Candelario Landaverde, who runs tours along the Guazapa volcano, where he fought for nearly a decade, says the idea is to preserve the national memory. “It is not because we cannot forgive,” he says, “but so that we never forget.”

This part of the country, an hour’s drive from the capital, San Salvador, is better known as a day-trip destination for fresh air in the countryside. But these hills, particularly this volcano, were a stronghold for the Farabundo Martí National Liberation Front (FMLN), former rebels fighting a US-funded military who transformed into a political party after they put down their arms. So Mr. Landaverde, with a group of other families in their tiny town of La Mora, offers tours on horseback or foot that pass trenches, a destroyed church, and a school that was once a rebel encampment.

Peace accords were signed here in 1992, but this tiny Central American nation remains highly polarized. Landaverde, like most in this part of the country, clearly supports the FMLN, which just won presidential elections for the first time. The FMLN flag hangs across his simple brick home. He lost two sisters in the war. He says they were killed simply because they were related to him.

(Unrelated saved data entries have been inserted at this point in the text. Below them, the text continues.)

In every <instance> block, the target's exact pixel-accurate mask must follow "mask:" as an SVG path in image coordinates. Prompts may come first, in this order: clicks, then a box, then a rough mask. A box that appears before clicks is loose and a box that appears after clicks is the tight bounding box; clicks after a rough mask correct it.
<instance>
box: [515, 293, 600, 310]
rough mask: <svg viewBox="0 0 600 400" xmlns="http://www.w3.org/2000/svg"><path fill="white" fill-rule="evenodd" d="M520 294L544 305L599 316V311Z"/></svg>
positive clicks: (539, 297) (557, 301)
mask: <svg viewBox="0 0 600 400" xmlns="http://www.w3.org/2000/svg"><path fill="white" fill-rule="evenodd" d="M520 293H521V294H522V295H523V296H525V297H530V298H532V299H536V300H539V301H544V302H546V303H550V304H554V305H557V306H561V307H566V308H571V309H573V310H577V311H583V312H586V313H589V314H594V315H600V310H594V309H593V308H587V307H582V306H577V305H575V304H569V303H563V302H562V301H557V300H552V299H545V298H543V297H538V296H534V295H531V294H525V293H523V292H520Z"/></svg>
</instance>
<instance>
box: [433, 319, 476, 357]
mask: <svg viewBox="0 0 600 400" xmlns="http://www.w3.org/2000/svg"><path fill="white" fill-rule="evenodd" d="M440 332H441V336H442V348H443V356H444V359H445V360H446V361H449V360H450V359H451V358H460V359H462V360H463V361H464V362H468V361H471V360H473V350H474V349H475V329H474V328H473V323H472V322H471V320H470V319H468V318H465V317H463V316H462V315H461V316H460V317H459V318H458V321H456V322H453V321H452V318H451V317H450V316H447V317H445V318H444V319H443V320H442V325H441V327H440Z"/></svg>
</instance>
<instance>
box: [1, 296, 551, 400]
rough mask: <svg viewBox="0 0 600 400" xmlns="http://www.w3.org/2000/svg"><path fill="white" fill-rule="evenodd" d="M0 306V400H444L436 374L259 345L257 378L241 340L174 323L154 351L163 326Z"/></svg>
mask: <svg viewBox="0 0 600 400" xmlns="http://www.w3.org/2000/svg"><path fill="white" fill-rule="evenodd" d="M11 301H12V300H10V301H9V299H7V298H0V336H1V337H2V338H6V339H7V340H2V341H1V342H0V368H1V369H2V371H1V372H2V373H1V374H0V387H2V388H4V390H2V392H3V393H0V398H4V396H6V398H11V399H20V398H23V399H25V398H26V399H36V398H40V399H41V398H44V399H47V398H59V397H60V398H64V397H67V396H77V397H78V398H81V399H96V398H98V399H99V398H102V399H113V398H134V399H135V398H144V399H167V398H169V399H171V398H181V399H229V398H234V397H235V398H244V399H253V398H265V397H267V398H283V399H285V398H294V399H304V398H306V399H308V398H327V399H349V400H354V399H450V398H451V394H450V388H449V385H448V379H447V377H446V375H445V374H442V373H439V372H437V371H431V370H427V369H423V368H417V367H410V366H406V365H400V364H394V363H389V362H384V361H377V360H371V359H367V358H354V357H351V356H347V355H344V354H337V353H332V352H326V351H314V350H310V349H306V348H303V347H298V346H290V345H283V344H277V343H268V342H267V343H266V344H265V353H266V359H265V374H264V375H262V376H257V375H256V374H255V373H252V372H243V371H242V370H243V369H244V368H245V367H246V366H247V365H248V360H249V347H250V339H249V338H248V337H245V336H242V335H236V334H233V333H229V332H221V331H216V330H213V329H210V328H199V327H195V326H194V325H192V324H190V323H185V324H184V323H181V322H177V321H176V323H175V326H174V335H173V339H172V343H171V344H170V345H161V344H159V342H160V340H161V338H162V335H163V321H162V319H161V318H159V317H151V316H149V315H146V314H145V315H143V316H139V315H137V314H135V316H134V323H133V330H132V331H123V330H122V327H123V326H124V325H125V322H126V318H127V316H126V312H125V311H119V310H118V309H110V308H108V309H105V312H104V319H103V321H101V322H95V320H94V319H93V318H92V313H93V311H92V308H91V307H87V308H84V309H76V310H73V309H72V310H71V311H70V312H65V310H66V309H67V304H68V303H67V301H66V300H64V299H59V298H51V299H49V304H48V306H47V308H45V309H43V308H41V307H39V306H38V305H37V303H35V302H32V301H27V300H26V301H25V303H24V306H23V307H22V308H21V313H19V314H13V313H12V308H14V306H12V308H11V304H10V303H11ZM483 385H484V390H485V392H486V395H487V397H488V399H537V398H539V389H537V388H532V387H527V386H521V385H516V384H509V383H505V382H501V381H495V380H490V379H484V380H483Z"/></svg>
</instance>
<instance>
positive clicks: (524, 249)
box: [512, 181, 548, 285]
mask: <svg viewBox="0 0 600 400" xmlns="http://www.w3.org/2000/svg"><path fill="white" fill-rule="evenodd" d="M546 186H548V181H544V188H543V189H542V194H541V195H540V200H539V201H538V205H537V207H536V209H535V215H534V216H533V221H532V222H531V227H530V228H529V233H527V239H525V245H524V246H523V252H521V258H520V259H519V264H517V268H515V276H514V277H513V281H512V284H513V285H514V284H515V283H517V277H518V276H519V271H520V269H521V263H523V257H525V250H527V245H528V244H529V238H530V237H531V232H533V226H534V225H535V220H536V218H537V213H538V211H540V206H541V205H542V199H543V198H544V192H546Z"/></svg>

Throughout the area, hundreds of others also lost their lives. He calls the FMLN victory a new era. But the tourism project, he says, is driven by a need to conserve memories, not promote politics.

“We want people to know what happened on this mountain, especially the children,” he says. He has 11 of them. On a recent day he sends his second eldest, Milton, who was born in 1986, exactly in the middle of the war, to show visitors the old sites.

Tourists, who pay $14 for a three-hour tour on horseback, are shown dugouts where families hid for days at a time, and a bomb crater that is about 50 feet in diameter: It was formed in 1983 with 750 pounds of explosive.

The tours started four years ago but are just beginning to take off. Last year, 525 tourists signed up, largely from North America. The proceeds help the families, who mostly work in agriculture, and a portion goes to community projects, such as improvements for the local school. Other former fighters in the region are also setting up museums and “living history tours.”

“Across the country, we are all working to keep memories alive,” Landaverde says.